New York City taxi drivers want the city to revoke Uber’s license to operate. But there may be a simpler approach that might actually benefit New Yorkers: Just put more taxis on the street.
Uber is thriving in New York mainly because bad government policy limiting the number of available taxis created a huge business opportunity. Better government policy can take it away.
Neither Uber nor the NYC Taxi & Limousine Commission immediately responded to requests for comment.
Here’s a chart of the population of New York and the total number of licensed cabs in the city, going back to when its medallion system of taxi licensing was first introduced in 1937.
Astonishingly, there wasn’t a new medallion issued in New York for almost six decades: There were precisely 11,787 cabs in New York from 1937 to 1996, when the first modern medallion auction took place.
Between 1996 and 2010, more than 1,400 new cabs hit the streets.
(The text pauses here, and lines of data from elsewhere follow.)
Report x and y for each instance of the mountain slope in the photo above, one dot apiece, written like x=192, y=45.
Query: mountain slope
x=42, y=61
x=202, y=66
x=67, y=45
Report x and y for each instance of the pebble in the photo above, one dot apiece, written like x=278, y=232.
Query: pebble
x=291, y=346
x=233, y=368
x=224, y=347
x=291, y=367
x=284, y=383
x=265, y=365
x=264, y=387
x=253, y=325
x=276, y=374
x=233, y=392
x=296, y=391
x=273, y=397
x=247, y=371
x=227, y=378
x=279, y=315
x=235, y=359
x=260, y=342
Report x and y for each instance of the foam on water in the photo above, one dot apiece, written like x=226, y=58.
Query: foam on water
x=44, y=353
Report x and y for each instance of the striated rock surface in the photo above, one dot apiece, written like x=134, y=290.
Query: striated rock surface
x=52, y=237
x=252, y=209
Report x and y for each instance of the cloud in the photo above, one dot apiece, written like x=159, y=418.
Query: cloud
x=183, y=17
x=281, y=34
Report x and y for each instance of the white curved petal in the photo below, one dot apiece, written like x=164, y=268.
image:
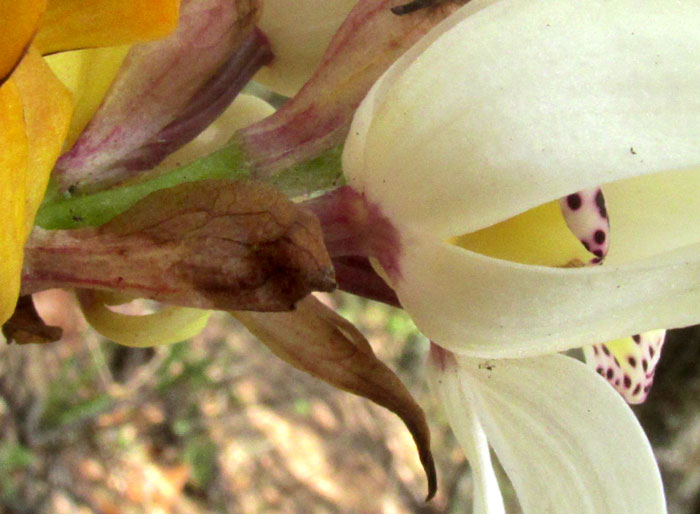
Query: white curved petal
x=507, y=309
x=464, y=421
x=567, y=440
x=299, y=33
x=653, y=214
x=526, y=101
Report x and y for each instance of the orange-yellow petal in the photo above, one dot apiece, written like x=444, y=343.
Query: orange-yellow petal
x=73, y=24
x=47, y=107
x=19, y=20
x=88, y=74
x=13, y=163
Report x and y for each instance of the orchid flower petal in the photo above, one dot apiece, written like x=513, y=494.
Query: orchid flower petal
x=464, y=421
x=13, y=166
x=628, y=364
x=74, y=24
x=567, y=441
x=18, y=24
x=47, y=107
x=539, y=236
x=167, y=326
x=299, y=35
x=653, y=214
x=88, y=74
x=525, y=102
x=514, y=310
x=245, y=110
x=586, y=216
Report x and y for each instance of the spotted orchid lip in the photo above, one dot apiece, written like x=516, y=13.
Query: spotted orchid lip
x=445, y=153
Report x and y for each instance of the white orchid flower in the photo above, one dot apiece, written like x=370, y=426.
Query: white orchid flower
x=461, y=154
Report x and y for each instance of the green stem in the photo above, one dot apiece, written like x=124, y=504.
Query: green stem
x=230, y=162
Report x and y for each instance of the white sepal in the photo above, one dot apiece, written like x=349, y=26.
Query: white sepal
x=566, y=439
x=464, y=421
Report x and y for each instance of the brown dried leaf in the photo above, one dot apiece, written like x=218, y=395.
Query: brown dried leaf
x=26, y=326
x=315, y=339
x=213, y=244
x=318, y=117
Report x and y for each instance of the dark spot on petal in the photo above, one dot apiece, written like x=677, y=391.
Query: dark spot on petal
x=600, y=202
x=573, y=201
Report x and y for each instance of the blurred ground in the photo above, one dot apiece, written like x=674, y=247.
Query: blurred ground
x=219, y=425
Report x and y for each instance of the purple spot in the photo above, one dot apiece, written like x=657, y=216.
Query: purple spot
x=600, y=202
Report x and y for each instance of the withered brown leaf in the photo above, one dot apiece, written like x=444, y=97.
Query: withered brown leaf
x=212, y=244
x=314, y=339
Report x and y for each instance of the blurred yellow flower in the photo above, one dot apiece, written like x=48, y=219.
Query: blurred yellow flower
x=36, y=107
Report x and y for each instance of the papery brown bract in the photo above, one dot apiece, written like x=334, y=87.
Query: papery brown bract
x=211, y=244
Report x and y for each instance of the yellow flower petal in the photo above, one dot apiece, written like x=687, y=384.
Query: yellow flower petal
x=73, y=24
x=88, y=74
x=170, y=325
x=539, y=236
x=47, y=108
x=13, y=164
x=18, y=24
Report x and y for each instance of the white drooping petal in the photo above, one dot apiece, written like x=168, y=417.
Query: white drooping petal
x=465, y=424
x=566, y=439
x=524, y=102
x=508, y=309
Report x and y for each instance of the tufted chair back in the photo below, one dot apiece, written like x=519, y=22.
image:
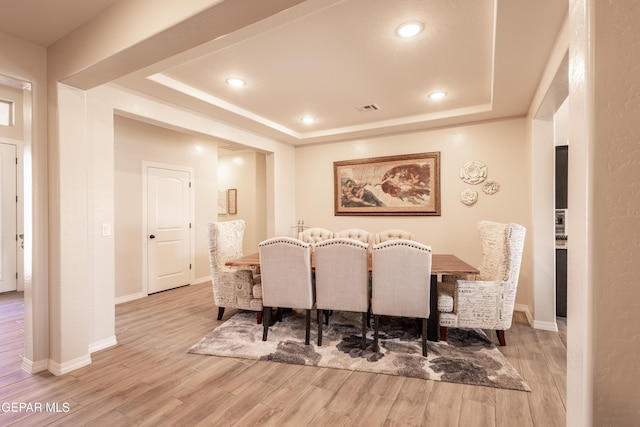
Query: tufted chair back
x=357, y=234
x=391, y=234
x=314, y=235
That’s better than nothing, but it didn’t do much to change the ratio of people to cabs:
That basically flat line up to 2013 was Uber’s business opportunity. In an increasingly wealthy city with a growing population, the number of people per cabs stayed at post-war levels for decades after that made any sense.
New York City doesn’t just need more cabs, it needs way more cabs per person. New York has about three cabs per 1000 residents. Washington, D.C., has twelve. Las Vegas has six.
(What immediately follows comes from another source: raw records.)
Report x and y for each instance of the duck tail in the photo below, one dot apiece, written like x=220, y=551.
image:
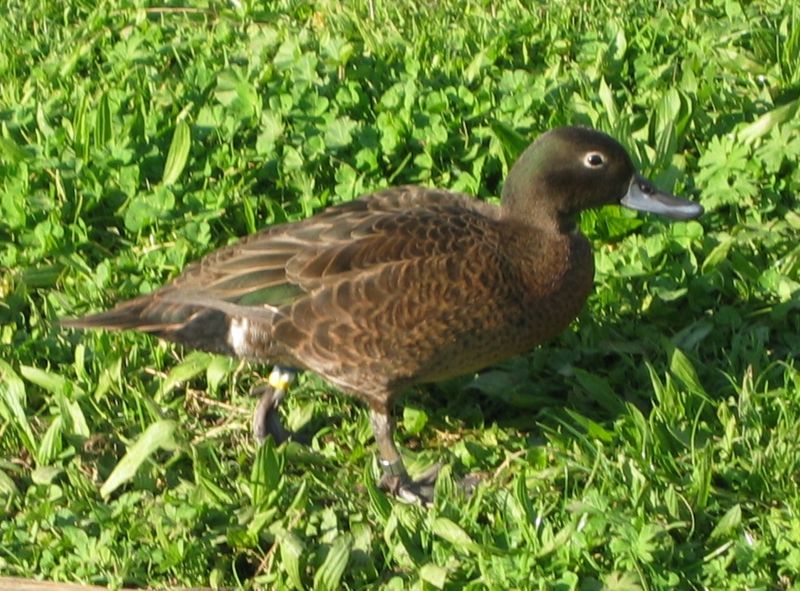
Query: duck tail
x=209, y=325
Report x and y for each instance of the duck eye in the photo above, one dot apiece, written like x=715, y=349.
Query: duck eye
x=594, y=160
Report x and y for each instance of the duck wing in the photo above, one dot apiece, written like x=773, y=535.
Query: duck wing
x=285, y=277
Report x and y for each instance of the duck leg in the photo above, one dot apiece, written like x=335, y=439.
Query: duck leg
x=395, y=478
x=265, y=417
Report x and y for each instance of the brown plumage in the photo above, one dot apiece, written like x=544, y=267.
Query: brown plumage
x=408, y=285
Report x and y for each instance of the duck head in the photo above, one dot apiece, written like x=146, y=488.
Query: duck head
x=569, y=169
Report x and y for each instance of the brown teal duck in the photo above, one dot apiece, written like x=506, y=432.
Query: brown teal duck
x=405, y=286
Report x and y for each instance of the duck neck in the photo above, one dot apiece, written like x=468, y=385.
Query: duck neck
x=534, y=210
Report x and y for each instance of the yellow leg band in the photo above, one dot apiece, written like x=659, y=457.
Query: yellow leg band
x=280, y=378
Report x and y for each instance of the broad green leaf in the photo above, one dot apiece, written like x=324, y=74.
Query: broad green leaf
x=11, y=152
x=159, y=435
x=414, y=420
x=102, y=122
x=766, y=122
x=195, y=363
x=49, y=381
x=13, y=402
x=433, y=574
x=682, y=368
x=452, y=532
x=728, y=523
x=330, y=573
x=178, y=153
x=7, y=486
x=718, y=254
x=291, y=548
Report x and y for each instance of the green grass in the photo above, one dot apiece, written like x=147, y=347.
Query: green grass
x=653, y=445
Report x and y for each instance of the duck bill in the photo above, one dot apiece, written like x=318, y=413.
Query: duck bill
x=643, y=195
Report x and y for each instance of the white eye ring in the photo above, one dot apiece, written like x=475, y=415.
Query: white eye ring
x=594, y=160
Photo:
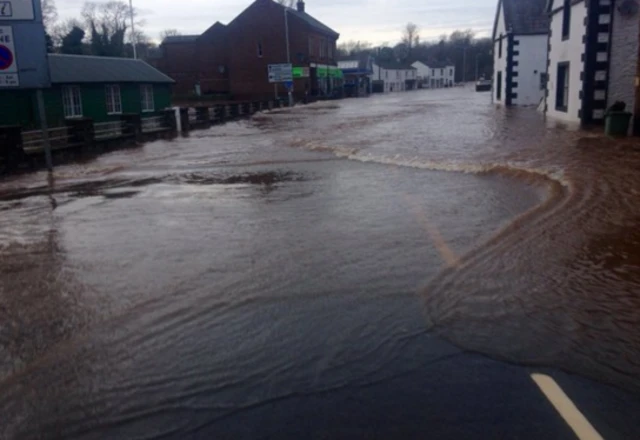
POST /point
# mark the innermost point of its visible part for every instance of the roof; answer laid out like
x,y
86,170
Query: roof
x,y
313,22
435,64
394,65
180,39
76,69
524,16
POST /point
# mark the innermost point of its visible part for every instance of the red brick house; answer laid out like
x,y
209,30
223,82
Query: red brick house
x,y
233,59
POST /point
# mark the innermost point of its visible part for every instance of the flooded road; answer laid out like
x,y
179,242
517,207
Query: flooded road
x,y
321,269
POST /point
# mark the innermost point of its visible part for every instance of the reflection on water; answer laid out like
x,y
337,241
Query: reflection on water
x,y
167,288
The further this people-per-cab line drops, the worse it is for Uber. The real improvement in this ratio didn’t come until Mayor Michael Bloomberg’s green "borough cabs" hit the street. Green cabs are just like the city’s iconic yellow cabs, except they can only be hailed outside of Manhattan (though they can drop riders off in Manhattan). Twelve-thousand green cabs started operating between 2013 and 2014. Another 6,000 are due to be licensed in 2015, along with 2,000 new yellow cabs between 2015 and 2017 (those cabs, which are still subject to final city approval, are the dotted lines in the charts).
Uber all along has considered taxis to be the villains in its story. Uber is right that strictly limiting the number of cabs in New York is bad policy that enriches medallion owners and hurts riders. It also hurts the public as a whole –- even the non-taxi-riding public. Medallion sales are a solid source of revenue for New York City. Mayor Bill de Blasio's budget is counting on $1.5 billion in revenue from medallion sales over the next three years. For a city struggling to balance its budget, that's significant.
But if taxi owners are the villains, Uber is not necessarily the hero. Privatization doesn't have to be the only response to bad public policy. The best response to bad public policy is often just good public policy. New York City could prove that by continuing to massively increase the size of the city’s regulated cab fleet.